I have duplicated the use-after-free when using the added sleep. The sleep allows the command to complete before making the final for loop condition check:

for (uint32_t i = 0; i < exec->max_concurrent; i++) {

Since the query completed, "exec" is no longer valid. The solution is to use a temporary variable, "max".

uint32_t max = exec->max_concurrent;
for (uint32_t i = 0; i < max; i++) {

There are a few more cases where this construct is used, so we will attempt to fix all of them in the next client release.

burlog commented 4 years ago

Hi Brian,

I have another uncertainty. I wonder if incrementing the queued attribute without any lock is valid.

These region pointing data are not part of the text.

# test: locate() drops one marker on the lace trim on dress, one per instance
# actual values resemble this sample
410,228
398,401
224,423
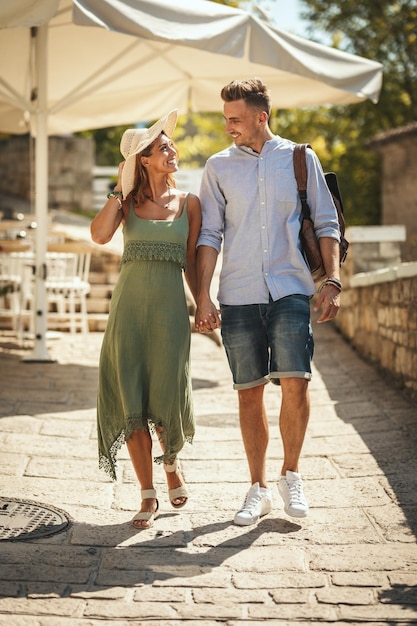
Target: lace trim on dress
133,423
154,251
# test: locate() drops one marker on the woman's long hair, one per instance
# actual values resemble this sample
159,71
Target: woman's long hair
141,174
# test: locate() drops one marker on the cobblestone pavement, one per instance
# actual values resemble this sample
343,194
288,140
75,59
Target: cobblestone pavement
352,561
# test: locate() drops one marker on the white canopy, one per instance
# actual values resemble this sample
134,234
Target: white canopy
71,65
133,59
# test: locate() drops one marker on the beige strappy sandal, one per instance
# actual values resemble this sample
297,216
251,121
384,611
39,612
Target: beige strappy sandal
146,516
178,492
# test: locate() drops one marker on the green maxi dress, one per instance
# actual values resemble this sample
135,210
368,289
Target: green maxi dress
144,370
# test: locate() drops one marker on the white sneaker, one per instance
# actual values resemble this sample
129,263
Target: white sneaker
290,488
258,502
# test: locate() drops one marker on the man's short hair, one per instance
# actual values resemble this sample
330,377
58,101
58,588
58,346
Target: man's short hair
252,91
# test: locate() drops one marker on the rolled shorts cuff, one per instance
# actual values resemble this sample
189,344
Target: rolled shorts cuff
253,383
275,377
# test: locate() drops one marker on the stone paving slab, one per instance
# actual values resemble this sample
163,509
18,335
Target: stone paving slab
352,561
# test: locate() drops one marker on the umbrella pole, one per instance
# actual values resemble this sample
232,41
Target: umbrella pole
40,352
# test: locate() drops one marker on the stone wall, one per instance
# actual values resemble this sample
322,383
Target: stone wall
378,315
71,161
398,150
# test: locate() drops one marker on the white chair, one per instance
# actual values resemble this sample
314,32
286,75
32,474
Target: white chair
11,272
69,290
67,287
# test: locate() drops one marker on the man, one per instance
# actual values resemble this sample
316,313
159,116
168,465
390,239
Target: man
250,205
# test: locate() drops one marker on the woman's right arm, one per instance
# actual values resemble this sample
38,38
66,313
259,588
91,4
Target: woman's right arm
108,220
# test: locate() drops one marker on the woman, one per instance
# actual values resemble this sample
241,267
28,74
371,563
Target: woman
144,371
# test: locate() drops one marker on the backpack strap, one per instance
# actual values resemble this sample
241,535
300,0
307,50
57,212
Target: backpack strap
300,171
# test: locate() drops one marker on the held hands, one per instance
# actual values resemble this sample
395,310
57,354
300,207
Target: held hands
207,317
328,300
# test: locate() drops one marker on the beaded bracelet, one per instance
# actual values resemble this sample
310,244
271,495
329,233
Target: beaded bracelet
335,282
113,194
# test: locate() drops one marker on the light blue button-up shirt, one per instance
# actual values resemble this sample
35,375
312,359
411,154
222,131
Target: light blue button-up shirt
250,205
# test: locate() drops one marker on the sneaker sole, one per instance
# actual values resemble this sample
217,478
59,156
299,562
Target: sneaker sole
252,521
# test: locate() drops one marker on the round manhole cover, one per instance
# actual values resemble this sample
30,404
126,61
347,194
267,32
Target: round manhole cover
23,519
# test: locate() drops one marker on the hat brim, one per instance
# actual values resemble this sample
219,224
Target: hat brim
165,124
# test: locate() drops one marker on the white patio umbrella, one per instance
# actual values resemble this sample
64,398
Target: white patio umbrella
71,65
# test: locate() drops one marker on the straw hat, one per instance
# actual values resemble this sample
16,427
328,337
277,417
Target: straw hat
134,140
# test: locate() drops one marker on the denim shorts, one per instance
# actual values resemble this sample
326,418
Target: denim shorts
267,342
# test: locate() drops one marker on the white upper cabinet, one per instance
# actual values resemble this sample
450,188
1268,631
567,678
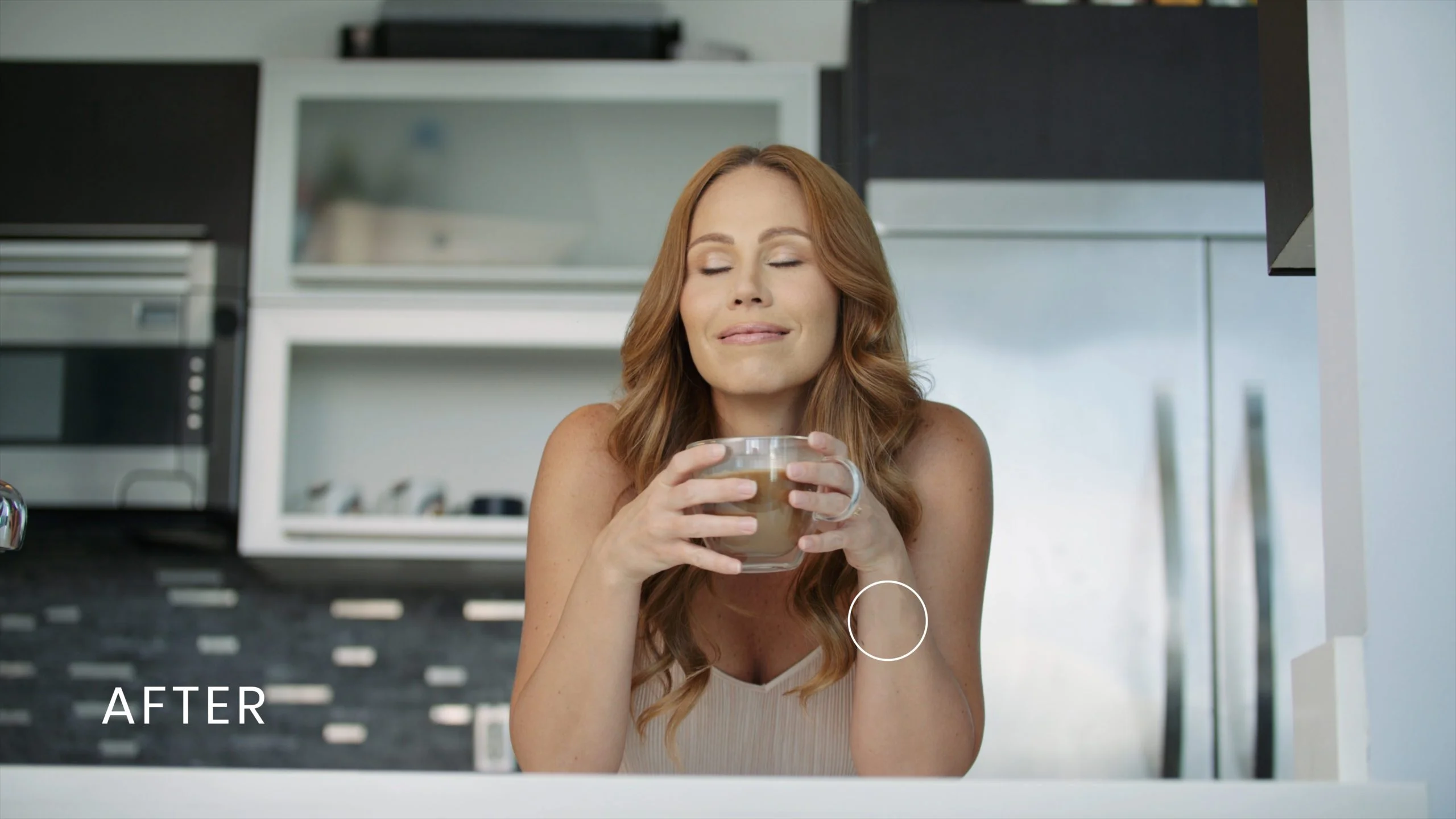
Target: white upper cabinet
391,175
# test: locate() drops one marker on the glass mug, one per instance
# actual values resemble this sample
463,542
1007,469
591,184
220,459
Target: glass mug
765,461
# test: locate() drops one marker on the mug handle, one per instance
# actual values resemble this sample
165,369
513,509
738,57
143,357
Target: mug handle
857,489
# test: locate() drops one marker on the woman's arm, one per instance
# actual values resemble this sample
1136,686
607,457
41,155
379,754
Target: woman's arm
570,706
925,714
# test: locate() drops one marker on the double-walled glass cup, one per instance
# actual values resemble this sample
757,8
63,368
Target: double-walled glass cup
765,460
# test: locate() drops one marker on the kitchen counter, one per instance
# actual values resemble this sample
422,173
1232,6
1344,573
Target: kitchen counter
75,792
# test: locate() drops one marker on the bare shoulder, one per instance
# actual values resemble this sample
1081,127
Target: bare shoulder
947,441
577,460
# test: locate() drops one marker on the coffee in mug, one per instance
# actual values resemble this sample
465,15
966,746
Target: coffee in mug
765,461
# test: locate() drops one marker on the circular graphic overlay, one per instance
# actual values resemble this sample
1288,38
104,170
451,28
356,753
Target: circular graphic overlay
849,621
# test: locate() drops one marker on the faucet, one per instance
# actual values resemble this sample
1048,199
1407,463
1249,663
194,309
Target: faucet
12,518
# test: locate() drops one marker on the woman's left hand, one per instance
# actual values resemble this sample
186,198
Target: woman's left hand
868,538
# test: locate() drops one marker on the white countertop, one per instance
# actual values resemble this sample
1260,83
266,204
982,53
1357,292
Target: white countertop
81,791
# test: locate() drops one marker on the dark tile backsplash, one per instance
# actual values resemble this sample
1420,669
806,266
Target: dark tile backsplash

           for (uint32_t i = 0, m = exec->max_concurrent; i < m; i++) {                                                                                                 
               exec->queued++;                                                                                                                                          
               as_event_command* cmd = exec->commands[i];                                                                                                               
               as_status status = as_event_command_execute(cmd, err);                                                                                                   

               if (status != AEROSPIKE_OK) {                                                                                                                            
                   as_event_executor_cancel(exec, i);                                                                                                                   
                   break;                                                                                                                                               
               }                                                                                                                                                        
           }                                                                                                                                                            
burlog commented 4 years ago

Sorry for closing, I mistakenly hit the Enter.

BrianNichols commented 4 years ago

I think the "queued" increment is okay for queries because "queued" is only used when the query executor is destroyed. If the executor is destroyed, all commands must have finished or be cancelled from same original thread. If there are additional commands to to queue, all commands could not possibly be finished.

There is, however, a slight problem with "queued" for scans. Scan allows a concurrent policy where queries do not. If concurrent is false (not default), scans are executed sequentially and "queued" is incremented in both original thread and eventloop thread. This is unlikely to cause problems because the eventloop thread will read "queued" (value 1) from original thread on first use and then all further increments happen in the eventloop thread. It does look a bit awkward, so we will also investigate a more consistent way to handle "queued" in the next client release.

burlog commented 4 years ago

I see, thanks you for clarify.

BrianNichols commented 4 years ago

C client 5.0.1 is released. The use-after-free condition is fixed, but the "queued" logic remains the same.